O que o Alibaba fez, na prática, foi pegar o maior jornal em língua inglesa de Hong Kong, presente desde os tempos do domínio britânico, e colocá-lo na vanguarda dos esforços da China para projetar seu “soft power” fora do país.

O SCMP publica dezenas de artigos sobre a China diariamente, muitos dos quais procuram apresentar uma visão mais positiva do país. Com isso, dizem críticos, o Post está se afastando de um jornalismo independente e introduzindo uma nova forma de propaganda política.

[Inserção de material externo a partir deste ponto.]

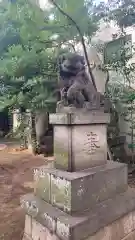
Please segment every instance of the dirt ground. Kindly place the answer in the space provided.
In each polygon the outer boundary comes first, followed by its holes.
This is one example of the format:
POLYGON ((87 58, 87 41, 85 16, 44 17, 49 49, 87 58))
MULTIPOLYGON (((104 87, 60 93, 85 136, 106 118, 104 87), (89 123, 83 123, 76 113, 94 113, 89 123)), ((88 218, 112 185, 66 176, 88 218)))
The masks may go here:
POLYGON ((29 151, 8 147, 0 151, 0 240, 21 240, 24 212, 20 196, 33 191, 33 167, 52 158, 33 156, 29 151))
MULTIPOLYGON (((0 240, 22 239, 24 212, 20 196, 33 191, 33 167, 53 161, 52 157, 35 157, 29 151, 15 149, 0 148, 0 240)), ((134 174, 130 175, 129 184, 135 186, 134 174)))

O Alibaba, que foi transparente desde o início em relação a suas ambições para o jornal, visualiza o dia em que o SCMP será a maior organização de jornalismo do mundo, projetando-se graças à ascensão da China como superpotência.

“Seremos observados, e as pessoas prestarão atenção em nós”, disse Joseph C. Tsai, co-fundador do Alibaba, durante uma comemoração no mês passado, comparando o South China Morning Post a um azarão que vai competir nas Olimpíadas pela primeira vez.

Mas jornalistas temem que o Alibaba, que se tornou uma das empresas mais valorizadas do mundo graças em parte ao fato de conservar boas relações com o governo chinês, esteja abandonando a história de jornalismo combativo do SCMP, para agradar a Pequim.

“Ao declarar explicitamente que seu objetivo é apresentar uma visão positiva da China e ao publicar artigos questionáveis, a direção está solapando as próprias qualidades que fazem o SCMP útil, em primeiro lugar”, opinou Yen Chan, jornalista e professor sênior na Universidade Chinesa de Hong Kong.

Enquanto empresas e governos pelo mundo afora procuram maneiras de passar ao largo da mídia noticiosa tradicional, o South China Morning Post virou um estudo de caso de como um novo proprietário pode cooptar um título estabelecido para promover pontos de vista determinados. Executivos do Alibaba dizem que querem apresentar uma alternativa “justa e equilibrada” à mídia estrangeira, uma declaração de missão que remete à Fox News.

Gary Liu, empreendedor na área de tecnologia formado em Harvard e executivo-chefe do SCMP, disse que o jornal pode apresentar uma visão com mais nuances da China do que fazem os veículos ocidentais. O SCMP conta com 350 jornalistas na Ásia, incluindo cerca de 40 na China continental.

“Não estamos aqui para promover a visão e os desejos de Pequim”, disse Liu, que foi anteriormente executivo-chefe do Digg, site agregador de notícias sediado em Nova York.

Mas a cultura de autocensura do jornal é anterior à sua aquisição pelo Alibaba, disse Wang Feng, que foi editor online do SCMP de 2012 a 2015. Ele disse que os editores-chefes habitualmente reescreviam, minimizavam ou deixavam de publicar reportagens críticas, por receio de ofender a autoridades ou empresários chineses influentes.

“Isso muitas vezes era feito com muita discrição”, falou Wang, hoje editor da versão em chinês do site do jornal britânico Financial Times. “Percebia-se que as pessoas não tinham exatamente liberdade de dizer o que quisessem.”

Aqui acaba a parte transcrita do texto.